Segundo dados da JPMorgan, o volume diário de transações com Bitcoin caiu incríveis 99,8% desde sua implementação. A maioria das operações? Um breve flash, seguido de silêncio. E a população? Continua fiel ao dólar americano, a moeda oficial do país. Apenas cerca de 2% dos salvadorenhos usam Bitcoin no dia a dia — e mesmo assim, provavelmente com pouca frequência. Mas por quê? E por que Bukele insiste em manter o experimento?
Por que as pessoas ignoram o Bitcoin
A resposta é simples e desanimadora: não há motivo para usá-lo. A maior parte dos estabelecimentos, mercados e taxistas prefere o dólar. Ele é estável, confiável e aceito em todo lugar. O Bitcoin? Um ativo incerto e volátil. Se o valor cair 20% amanhã, o comerciante pode acabar com menos do que esperava.

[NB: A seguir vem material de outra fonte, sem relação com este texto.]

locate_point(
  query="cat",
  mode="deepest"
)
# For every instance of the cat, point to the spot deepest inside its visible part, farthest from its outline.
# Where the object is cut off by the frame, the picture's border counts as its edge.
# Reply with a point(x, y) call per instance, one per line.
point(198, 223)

O governo tinha grandes planos: inclusão financeira para todos e remessas internacionais mais baratas. Mas a realidade está muito atrás das expectativas. A maioria das transferências de dinheiro (as remittances enviadas por salvadorenhos nos EUA ou Canadá) ainda flui por meio de empresas como Western Union ou MoneyGram. Por quê? Porque para muitos, o Bitcoin é complicado demais — e quem arriscaria suado dinheiro em uma moeda que pode subir 50% ou cair 50% em questão de dias?
Volatilidade, desconfiança e uma carteira quebrada
O maior problema é a imprevisibilidade. Imagine um agricultor vendendo ovos pela manhã por 100 Bitco
ins e, à noite, descobrir que eles valem apenas 60 dólares. Não é um negócio — é um pesadelo. Não é à toa que as pessoas preferem notas e moedas.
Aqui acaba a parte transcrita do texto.